A heavy silence settled and for a moment neither spoke. Then he studied Dog. “Shit, that’s an ugly dog.”
She covered the dog’s ears and nodded. “Shh.”
The one-eyed dog stared at him as if challenging his right to be here. “It wouldn’t have lasted a day in the shelter. People want cute and easy.”
“I know.”
“Folks were kind of like that with me when I came home from Iraq. Everyone wanted the war stories. They wanted the glory. But when I tried to tell them it was dirty and ugly and painful, folks just walked away.”
She was silent for a moment. “I have a knack for scaring people off, too. No one knows what to say to me. Hell, I don’t know what I want to say to me.”
Greer wasn’t afraid of scars. Maybe because she was brave or maybe she had so many of her own she didn’t notice them too much anymore.
But he did know she hadn’t walked away from him, those damn horses, or the ugliest dog in Texas. And that counted for something.
“I don’t know why you don’t kill her now. I’m so tired of waiting.”
Jackson hated her voice’s constant buzzing in his ear.

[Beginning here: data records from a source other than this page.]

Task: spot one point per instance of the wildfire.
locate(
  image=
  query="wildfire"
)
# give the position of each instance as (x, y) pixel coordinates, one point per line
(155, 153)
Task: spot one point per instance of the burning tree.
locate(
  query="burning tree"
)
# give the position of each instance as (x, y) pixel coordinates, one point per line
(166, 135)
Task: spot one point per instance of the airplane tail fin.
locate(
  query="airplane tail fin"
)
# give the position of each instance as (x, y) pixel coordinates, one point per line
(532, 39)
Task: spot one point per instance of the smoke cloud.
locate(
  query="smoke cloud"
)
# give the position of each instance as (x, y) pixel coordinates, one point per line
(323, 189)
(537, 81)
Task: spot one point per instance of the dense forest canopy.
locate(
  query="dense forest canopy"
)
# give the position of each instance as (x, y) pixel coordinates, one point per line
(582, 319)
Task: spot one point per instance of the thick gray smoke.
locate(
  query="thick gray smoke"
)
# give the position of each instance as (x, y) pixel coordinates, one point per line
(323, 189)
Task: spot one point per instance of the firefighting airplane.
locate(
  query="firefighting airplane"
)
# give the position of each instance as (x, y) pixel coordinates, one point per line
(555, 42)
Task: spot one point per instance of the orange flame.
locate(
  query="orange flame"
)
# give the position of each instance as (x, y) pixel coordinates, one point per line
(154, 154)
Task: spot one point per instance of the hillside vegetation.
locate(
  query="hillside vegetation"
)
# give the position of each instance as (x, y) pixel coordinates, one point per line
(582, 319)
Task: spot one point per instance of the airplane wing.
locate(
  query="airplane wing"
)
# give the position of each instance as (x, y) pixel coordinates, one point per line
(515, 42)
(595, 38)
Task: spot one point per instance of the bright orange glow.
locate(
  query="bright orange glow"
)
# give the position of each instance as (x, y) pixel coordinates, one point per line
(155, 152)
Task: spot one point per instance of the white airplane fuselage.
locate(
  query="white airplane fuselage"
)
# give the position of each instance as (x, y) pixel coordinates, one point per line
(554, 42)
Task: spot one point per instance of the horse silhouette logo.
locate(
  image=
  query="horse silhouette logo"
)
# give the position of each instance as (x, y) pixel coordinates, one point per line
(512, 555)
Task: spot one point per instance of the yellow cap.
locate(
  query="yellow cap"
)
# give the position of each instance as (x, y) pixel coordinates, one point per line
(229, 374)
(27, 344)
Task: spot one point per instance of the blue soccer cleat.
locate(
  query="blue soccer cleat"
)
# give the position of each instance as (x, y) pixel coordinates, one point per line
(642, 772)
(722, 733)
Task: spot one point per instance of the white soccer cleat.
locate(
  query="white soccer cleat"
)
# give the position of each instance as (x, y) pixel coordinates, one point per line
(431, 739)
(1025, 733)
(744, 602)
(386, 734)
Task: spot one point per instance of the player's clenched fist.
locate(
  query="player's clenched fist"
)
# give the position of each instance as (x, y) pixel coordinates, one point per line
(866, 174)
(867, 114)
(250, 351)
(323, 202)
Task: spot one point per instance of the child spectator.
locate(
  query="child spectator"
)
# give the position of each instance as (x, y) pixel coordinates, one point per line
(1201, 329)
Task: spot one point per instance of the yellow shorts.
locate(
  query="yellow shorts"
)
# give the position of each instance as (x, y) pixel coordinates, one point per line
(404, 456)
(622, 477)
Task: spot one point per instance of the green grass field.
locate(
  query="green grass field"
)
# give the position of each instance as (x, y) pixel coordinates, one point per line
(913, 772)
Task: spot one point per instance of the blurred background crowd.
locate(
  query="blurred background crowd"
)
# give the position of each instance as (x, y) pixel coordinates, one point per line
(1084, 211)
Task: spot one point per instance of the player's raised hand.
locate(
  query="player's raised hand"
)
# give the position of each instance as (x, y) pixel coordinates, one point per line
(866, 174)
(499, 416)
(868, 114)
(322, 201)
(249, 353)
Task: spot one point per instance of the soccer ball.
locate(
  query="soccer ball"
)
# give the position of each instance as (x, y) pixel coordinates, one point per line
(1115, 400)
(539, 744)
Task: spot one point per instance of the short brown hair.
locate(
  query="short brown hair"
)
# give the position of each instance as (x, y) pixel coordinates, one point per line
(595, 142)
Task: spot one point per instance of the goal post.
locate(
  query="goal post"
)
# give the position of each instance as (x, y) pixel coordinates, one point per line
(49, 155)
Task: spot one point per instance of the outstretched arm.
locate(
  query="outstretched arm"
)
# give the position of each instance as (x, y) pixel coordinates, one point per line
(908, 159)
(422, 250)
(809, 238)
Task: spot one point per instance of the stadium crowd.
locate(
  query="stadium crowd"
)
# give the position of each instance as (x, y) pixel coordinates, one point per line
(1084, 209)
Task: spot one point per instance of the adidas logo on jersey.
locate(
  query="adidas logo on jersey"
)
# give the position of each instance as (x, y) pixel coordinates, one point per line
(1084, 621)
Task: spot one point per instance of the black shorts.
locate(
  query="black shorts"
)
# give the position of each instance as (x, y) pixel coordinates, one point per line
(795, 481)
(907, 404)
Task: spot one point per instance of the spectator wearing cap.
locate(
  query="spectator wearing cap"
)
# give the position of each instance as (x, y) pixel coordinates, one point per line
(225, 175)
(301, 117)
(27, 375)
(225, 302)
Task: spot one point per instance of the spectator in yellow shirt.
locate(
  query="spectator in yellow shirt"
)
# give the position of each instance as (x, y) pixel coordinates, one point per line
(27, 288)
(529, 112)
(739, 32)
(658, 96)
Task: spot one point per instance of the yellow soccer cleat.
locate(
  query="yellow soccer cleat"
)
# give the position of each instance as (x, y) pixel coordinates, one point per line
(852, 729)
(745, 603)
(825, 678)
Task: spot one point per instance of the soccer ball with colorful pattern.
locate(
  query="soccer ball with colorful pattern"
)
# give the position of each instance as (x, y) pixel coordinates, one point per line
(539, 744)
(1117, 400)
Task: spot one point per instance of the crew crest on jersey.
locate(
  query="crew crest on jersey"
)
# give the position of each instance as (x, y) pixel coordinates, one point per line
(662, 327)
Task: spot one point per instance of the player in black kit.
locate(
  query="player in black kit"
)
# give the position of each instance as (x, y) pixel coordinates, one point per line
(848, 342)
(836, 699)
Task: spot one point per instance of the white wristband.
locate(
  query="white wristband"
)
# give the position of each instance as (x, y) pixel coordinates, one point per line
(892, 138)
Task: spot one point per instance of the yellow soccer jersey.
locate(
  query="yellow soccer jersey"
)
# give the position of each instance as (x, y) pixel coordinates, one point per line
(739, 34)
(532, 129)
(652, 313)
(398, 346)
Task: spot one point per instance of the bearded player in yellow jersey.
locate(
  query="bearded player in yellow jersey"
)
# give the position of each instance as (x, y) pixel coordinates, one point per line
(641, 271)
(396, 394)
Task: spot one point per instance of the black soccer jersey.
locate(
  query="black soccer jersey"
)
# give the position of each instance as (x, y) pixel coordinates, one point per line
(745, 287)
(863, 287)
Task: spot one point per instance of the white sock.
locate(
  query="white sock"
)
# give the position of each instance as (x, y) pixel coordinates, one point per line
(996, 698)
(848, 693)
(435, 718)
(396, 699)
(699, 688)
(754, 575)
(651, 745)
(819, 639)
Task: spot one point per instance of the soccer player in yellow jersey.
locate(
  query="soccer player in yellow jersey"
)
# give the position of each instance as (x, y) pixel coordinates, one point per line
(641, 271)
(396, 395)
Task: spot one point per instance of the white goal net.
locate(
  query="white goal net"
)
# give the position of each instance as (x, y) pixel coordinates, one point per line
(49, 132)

Kill her. Kill her. Buzz. Buzz.
With eyes still pressed to the binoculars’ eyecups, he watched as she handed a mangy dog to her new farmhand. “I just took care of one.”
“But she wasn’t her.”
“It’s not time for her.”
“How do you know it’s not time? My God, all you done is talk about Greer. Elizabeth. Greer. I get sick of hearing about her.”
Buzz. Buzz. Buzz.
It was getting harder and harder to ignore her. With an effort, he kept his focus on Greer.
He knew a lot about Greer Templeton.
And not simply the information anyone could read about on the Internet. He knew her current daily routine as if it were his own, and he also knew her hopes, fears, and dreams.